Trackers Knowledge Base

Equip yourself with the understanding you need to more effectively navigate the complex world of online privacy. We simplify these topics to shed light on tracking methods.


A small piece of data sent from a website, meant to 'help', used to track.

An HTTP cookie (also called web cookie, Internet cookie, browser cookie, or simply cookie) is a small piece of data sent from a website and stored on the user's computer by the user's web browser while the user is browsing.

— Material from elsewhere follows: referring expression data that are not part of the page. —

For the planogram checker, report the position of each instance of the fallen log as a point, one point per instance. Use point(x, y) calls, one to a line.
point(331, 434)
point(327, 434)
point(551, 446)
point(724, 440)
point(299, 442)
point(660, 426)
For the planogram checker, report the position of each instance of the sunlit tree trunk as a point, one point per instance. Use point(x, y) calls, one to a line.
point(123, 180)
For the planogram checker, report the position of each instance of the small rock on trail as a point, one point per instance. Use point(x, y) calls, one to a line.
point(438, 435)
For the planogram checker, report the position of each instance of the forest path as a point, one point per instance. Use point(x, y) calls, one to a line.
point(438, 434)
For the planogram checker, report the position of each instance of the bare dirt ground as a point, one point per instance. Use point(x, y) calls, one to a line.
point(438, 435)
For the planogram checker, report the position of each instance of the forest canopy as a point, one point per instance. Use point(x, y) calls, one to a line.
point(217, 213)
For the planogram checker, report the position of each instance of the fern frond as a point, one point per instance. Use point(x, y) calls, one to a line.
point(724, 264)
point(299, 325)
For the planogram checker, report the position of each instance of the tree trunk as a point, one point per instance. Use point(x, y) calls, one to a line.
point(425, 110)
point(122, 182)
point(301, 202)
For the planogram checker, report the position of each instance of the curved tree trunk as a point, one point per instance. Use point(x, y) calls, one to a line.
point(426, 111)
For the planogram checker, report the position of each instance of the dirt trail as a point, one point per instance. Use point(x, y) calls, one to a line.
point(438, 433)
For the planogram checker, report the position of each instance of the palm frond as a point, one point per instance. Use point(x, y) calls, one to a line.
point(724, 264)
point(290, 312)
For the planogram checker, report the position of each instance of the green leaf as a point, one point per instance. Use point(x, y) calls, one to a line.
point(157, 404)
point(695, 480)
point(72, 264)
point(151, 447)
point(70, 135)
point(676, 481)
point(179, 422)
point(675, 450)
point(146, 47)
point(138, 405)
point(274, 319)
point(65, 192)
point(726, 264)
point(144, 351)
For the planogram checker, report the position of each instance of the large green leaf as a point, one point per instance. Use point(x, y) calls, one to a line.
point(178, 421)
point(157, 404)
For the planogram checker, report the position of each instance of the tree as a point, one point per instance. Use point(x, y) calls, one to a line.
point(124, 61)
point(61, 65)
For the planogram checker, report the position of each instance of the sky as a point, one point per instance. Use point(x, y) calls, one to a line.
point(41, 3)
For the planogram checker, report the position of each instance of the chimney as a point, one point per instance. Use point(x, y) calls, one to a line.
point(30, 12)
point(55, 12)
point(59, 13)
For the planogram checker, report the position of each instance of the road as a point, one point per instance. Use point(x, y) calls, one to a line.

Cookies were designed to be a reliable mechanism for websites to remember stateful information (such as items added in the shopping cart in an online store) or to record the user's browsing activity (including clicking particular buttons, logging in, or recording which pages were visited in the past). They can also be used to remember arbitrary pieces of information that the user previously entered into form fields such as names, addresses, passwords, and credit card numbers.


Let me tell you what's unique about your device.

A device fingerprint or machine fingerprint or browser fingerprint is information collected about a remote computing device for the purpose of identification.

Fingerprints can be used to fully or partially identify individual users or devices even when cookies are turned off.

Tracking Pixel

So, ... did you read my email?

A tracking pixel, is one of various techniques used on web pages or email, to unobtrusively (usually invisibly) allow checking that a user has accessed some content. Common uses are email tracking and page tagging for web analytics. Alternative names are web beacon, web bug, tracking bug, tag, or page tag, pixel tag, 1×1 gif, and clear gif. When implemented using JavaScript, they may be called JavaScript tags.